It was a modestly sized quest, much smaller than its predecessor, CORE. But its players knew each other, bargained with each other like lord of the flies, for the QM was mostly hands off preferring to use mechanics and the lack of write-ins to herd us around.
One day, we were voting on skill assignments after a crucial levelup, one whose unique circumstances gave us far, far more skill points and perk points to assign than normal. The course of much of the rest of the quest, years in the making and years yet to play out, would be determined here:
But there was a problem. Two schools of thought had emerged, one which allocated points on priorities directly, and another which arranged skill points and even a perk buy that
resulted in extra skill points in a particular way to immediately unlock a much sought after Advanced Class Skill.
This was fine enough in and of itself, and that second school of thought was clearly victorious... but the plan creator (yours truly) had made an error, and had chosen the worse of two perks to purchase for this purpose.
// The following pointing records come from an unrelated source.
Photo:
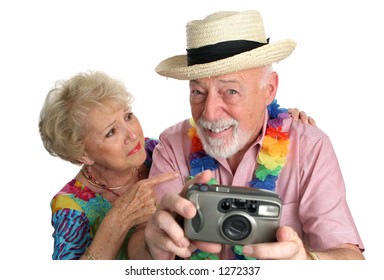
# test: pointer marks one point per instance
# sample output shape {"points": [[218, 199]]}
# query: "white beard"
{"points": [[224, 147]]}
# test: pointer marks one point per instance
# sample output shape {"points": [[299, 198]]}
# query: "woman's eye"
{"points": [[110, 133], [129, 116]]}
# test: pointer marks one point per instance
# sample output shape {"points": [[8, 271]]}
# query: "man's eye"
{"points": [[232, 92], [196, 92]]}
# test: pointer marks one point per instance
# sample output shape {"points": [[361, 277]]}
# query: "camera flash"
{"points": [[269, 210]]}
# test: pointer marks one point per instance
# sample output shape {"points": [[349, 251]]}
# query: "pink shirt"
{"points": [[311, 184]]}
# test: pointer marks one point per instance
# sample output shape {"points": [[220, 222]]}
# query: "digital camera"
{"points": [[233, 215]]}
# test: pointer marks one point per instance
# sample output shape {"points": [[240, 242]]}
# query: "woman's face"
{"points": [[114, 138]]}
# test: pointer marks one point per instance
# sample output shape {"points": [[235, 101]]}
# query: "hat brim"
{"points": [[176, 67]]}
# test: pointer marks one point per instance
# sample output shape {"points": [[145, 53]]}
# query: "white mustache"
{"points": [[217, 126]]}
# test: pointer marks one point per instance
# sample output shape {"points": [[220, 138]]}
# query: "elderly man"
{"points": [[238, 135]]}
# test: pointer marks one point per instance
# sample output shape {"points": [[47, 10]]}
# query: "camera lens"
{"points": [[236, 227], [225, 205], [252, 208]]}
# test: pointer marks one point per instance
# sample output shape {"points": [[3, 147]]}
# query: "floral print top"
{"points": [[77, 212]]}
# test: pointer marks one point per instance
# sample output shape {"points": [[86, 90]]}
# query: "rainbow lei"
{"points": [[271, 159]]}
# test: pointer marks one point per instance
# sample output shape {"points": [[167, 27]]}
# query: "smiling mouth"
{"points": [[135, 149], [218, 130]]}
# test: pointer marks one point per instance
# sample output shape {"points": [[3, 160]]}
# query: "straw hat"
{"points": [[223, 43]]}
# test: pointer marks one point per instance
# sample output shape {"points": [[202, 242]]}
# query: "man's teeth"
{"points": [[218, 130]]}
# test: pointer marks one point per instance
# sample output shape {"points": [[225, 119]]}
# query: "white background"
{"points": [[335, 75]]}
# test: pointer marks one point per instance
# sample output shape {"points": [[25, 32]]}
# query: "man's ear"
{"points": [[271, 87]]}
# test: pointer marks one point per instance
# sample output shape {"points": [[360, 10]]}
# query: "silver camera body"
{"points": [[233, 215]]}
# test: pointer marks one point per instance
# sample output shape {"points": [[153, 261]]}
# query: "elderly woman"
{"points": [[88, 121]]}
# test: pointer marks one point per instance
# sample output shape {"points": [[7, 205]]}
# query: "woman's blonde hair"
{"points": [[62, 118]]}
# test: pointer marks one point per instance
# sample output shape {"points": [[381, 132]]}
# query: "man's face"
{"points": [[229, 109]]}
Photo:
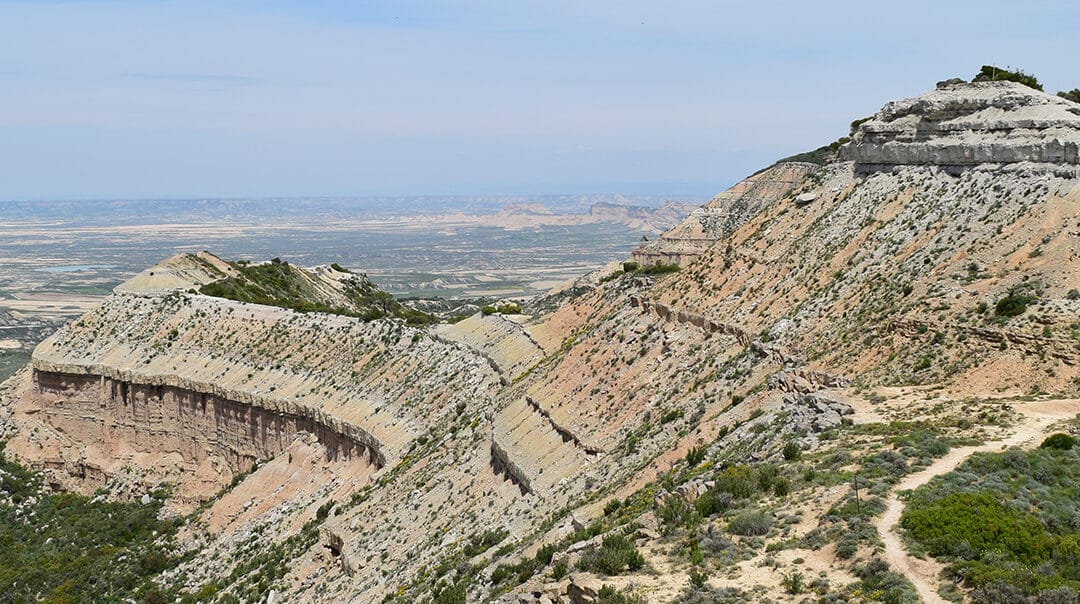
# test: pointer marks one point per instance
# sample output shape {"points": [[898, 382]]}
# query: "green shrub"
{"points": [[617, 554], [545, 553], [482, 542], [1013, 305], [608, 594], [993, 72], [969, 524], [453, 594], [694, 456], [1058, 441], [793, 584], [752, 523], [712, 502], [659, 268], [737, 480], [675, 512], [612, 507]]}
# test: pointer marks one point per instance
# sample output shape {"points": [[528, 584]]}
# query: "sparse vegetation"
{"points": [[991, 72]]}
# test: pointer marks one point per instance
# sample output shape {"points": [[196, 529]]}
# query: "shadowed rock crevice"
{"points": [[156, 418]]}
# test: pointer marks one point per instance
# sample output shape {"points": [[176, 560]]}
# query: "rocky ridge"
{"points": [[961, 125], [801, 293]]}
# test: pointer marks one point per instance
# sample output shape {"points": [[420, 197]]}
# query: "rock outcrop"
{"points": [[723, 214]]}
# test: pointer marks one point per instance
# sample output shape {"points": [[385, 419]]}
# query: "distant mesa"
{"points": [[988, 124]]}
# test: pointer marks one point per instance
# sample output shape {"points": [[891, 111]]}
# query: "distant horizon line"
{"points": [[309, 197]]}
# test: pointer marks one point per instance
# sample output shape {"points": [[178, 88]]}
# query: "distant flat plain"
{"points": [[61, 258]]}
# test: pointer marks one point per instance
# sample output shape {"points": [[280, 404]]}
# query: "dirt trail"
{"points": [[923, 573]]}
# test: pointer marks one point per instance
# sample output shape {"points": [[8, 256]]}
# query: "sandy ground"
{"points": [[1038, 417]]}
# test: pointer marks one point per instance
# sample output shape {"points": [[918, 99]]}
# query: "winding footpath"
{"points": [[1037, 417]]}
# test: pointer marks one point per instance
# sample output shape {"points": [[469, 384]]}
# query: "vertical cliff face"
{"points": [[196, 440], [196, 389], [962, 125]]}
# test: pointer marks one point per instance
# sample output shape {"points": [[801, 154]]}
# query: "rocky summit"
{"points": [[727, 416], [963, 125]]}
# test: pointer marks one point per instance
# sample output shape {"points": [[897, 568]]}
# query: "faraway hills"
{"points": [[730, 415]]}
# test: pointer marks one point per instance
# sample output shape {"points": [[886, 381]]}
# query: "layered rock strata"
{"points": [[963, 125]]}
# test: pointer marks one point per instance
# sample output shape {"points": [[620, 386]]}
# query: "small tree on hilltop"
{"points": [[993, 72]]}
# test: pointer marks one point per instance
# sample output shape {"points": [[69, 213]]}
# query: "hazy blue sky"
{"points": [[170, 98]]}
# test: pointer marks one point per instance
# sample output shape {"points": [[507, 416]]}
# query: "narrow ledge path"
{"points": [[1037, 417]]}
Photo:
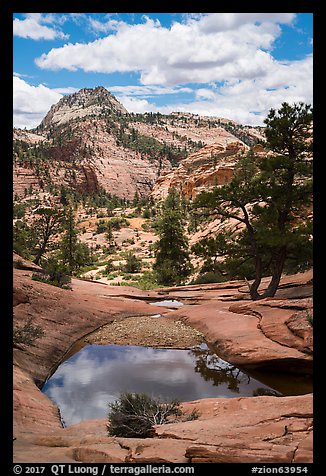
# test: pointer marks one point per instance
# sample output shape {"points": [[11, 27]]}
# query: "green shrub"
{"points": [[54, 273], [27, 333], [134, 414], [133, 264]]}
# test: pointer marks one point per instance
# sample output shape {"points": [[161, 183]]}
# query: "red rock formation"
{"points": [[260, 429], [210, 166]]}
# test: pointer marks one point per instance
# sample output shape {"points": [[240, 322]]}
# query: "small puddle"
{"points": [[83, 385], [168, 303]]}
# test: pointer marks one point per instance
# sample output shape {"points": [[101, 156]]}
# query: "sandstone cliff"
{"points": [[88, 141]]}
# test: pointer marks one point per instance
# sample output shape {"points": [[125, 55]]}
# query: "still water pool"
{"points": [[83, 385]]}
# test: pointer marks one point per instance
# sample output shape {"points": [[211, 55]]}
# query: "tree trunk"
{"points": [[275, 279], [277, 273]]}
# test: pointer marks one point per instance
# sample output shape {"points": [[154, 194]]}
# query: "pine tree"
{"points": [[47, 224], [271, 198]]}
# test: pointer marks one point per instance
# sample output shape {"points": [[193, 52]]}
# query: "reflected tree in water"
{"points": [[217, 371]]}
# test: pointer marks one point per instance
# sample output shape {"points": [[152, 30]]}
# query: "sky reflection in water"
{"points": [[83, 385]]}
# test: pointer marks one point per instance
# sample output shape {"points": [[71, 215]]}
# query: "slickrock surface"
{"points": [[229, 430], [245, 429], [270, 333], [147, 331]]}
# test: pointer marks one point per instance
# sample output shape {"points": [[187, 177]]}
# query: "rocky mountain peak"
{"points": [[85, 102]]}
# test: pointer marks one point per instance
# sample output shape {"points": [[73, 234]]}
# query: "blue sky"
{"points": [[234, 65]]}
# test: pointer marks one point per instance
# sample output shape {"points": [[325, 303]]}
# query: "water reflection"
{"points": [[96, 375], [168, 303]]}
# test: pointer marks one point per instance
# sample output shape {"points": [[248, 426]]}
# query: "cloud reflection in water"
{"points": [[83, 386]]}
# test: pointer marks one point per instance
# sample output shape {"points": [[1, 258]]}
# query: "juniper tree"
{"points": [[47, 224], [271, 198], [172, 264]]}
Most votes had already been cast, and plan editing was verboten by local thread culture - dare we attempt to switch to a new plan, even as it would cede ground to the opposing school of thought that was otherwise losing?
"No," I said. "I have discovered a third way, and built it in a cave from a pile of scrap."
By using the Proxy Voting feature, whereby a user can vote for another user's name and be dynamically counted as voting for the same thing as the named user, players interested in switching to the new plan could instead vote [✖]
Prime 2.0, and be counted as voting for the same, old, and currently winning version of the plan... right up until I changed my vote to the new version of the plan, when they would retroactively be voting for that alongside me.
I knife fought for this, explaining and re-explaining the concept page after page: By running nettally with proxy voting disabled, I could compare the number of votes
for me plus the number of votes for the new plan variant against the number of votes for the opposing school's plan - once we reached a tipping point, I would switch my vote to the new plan, seamlessly changing the winning vote without ever allowing its main competitor to take the lead.
And when the opposing vote briefly rallied from what looked like a close race, I was able to flip right back, and bury them in a double digit lead again until more people switched over to voting for me so I could switch to the new plan once more.
I called it ironmanning. Supporters called it genius. Detractors called it cheating, or unfair, or somehow secret, or on one future occasion "
masturbatory".
But the QM called it a-ok, and I would go on to use ironmanning in future votes, and other quests, for some time - all the way up until approval voting became not just tallier supported, but QM understood and approved.
So speaking as a veteran of those before times who had outsized power in quests because I understood the tactics of pre-approval voting better than almost anyone else, I think it says something that I much prefer the forms of tactical voting that happen when approval voting is allowed than when it isn't.
Things are less convoluted now by far.